Ghosts of Girlfriends Past (2009) | Review

Game Over
Elisabeth Leitch

Content Image
If Connor Mead (Matthew McConaughey) were a real photographer, he might be Annie Leibovitz. If Connor Mead were a real man, he might be Hugh Hefner when he was in his thirties. If he were a character in literature, he would be the Ebenezer Scrooge to Love's Romance. And when his busy schedule of photographing nearly-naked women and chalking up one night stands is interrupted by his brother Paul's (Breckin Mayer) wedding weekend in upstate New York, well, you can pretty much guess what happens.

Basically, Ghosts of Girlfriends Past is A Christmas Carol, except in place of Christmas is a wedding. Instead of tearing down tinsel and knocking over Christmas trees, Connor rips down tulle and topples cakes. Instead of defaming Santa Claus and tranquilizing Rudolf, he pronounces love "comfort food for the weak" and tells his brother his Jag is available if he needs to make a break for it. And since—unlike Connor likes to believe—every interaction isn't just a casual encounter, as his selfish lifestyle collides with final wedding preparations and unresolved feelings with his childhood friend Jenny (Jennifer Garner), let's just say that everyone's not exactly a happy camper.

Thankfully, just as Scrooge was sent a few ghosts to teach him a thing or two about Christmas, Connor is sent a little supernatural help to teach him a thing or two about love. Flying around on beds, hiding from the deluge of every tear ever shed because of him, and dancing to the best mix of the 80s, 90s, and now, the journey is definitely a bit cheesy. Since we pretty much already know that Connor is a sleazebag when it comes to his romantic relationships, his journey into the past is more about how he became the way he is and the moments in which love almost pulled him in a different direction. Mostly to blame is his hard-partying uncle (Michael Douglas) who taught him that "the power in a relationship lies with the person who cares less." Very nearly cracking his façade on numerous occasions is Jenny, the girl who knew him before his parents died, who made him wait more than a day for sex, and who almost got him to stay through the night. And the resolution that seems to have kept him on the wrong path even when given the chance to step onto the right one, the pledge to never again feel the way he did when he watched Jenny have her first kiss with another boy.

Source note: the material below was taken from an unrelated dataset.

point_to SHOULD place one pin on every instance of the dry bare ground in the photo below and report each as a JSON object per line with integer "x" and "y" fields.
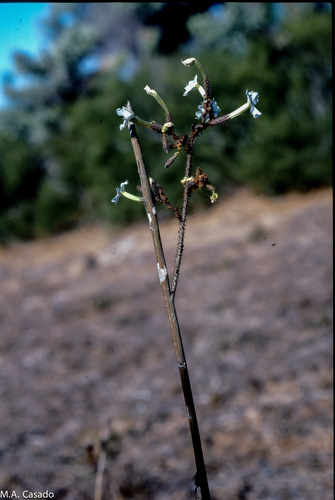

At first, Connor is simply annoyed, maybe even a bit amused. As Connor cheers both his younger self and his uncle on, one of his ghosts wonders if he is getting the point at all. But as Connor moves from the past into the present into the future, the bleak reality of his anti-love lifestyle becomes harder and harder to ignore. When the Ghost of Girlfriends Present appears, she is none other than his assistant, the only stable woman in his life since he left Jenny alone many years before. While Paul still tries to remember Connor for the loving older brother who basically raised him, Connor's increasing threat to his upcoming marriage make the effort near impossible. Jump to a future in which Connor sees the effects a loveless life has on both him and others he really does love, and as the saying goes, Connor only recognizes how real and valuable love is when he sees what life is like without it. Cue an abrupt turnaround in which Connor's anti-love tirades are replaced with speeches about how rare and valuable love is, how pain beats regret any day of the week, and how power isn't happiness, and the journey is pretty much complete.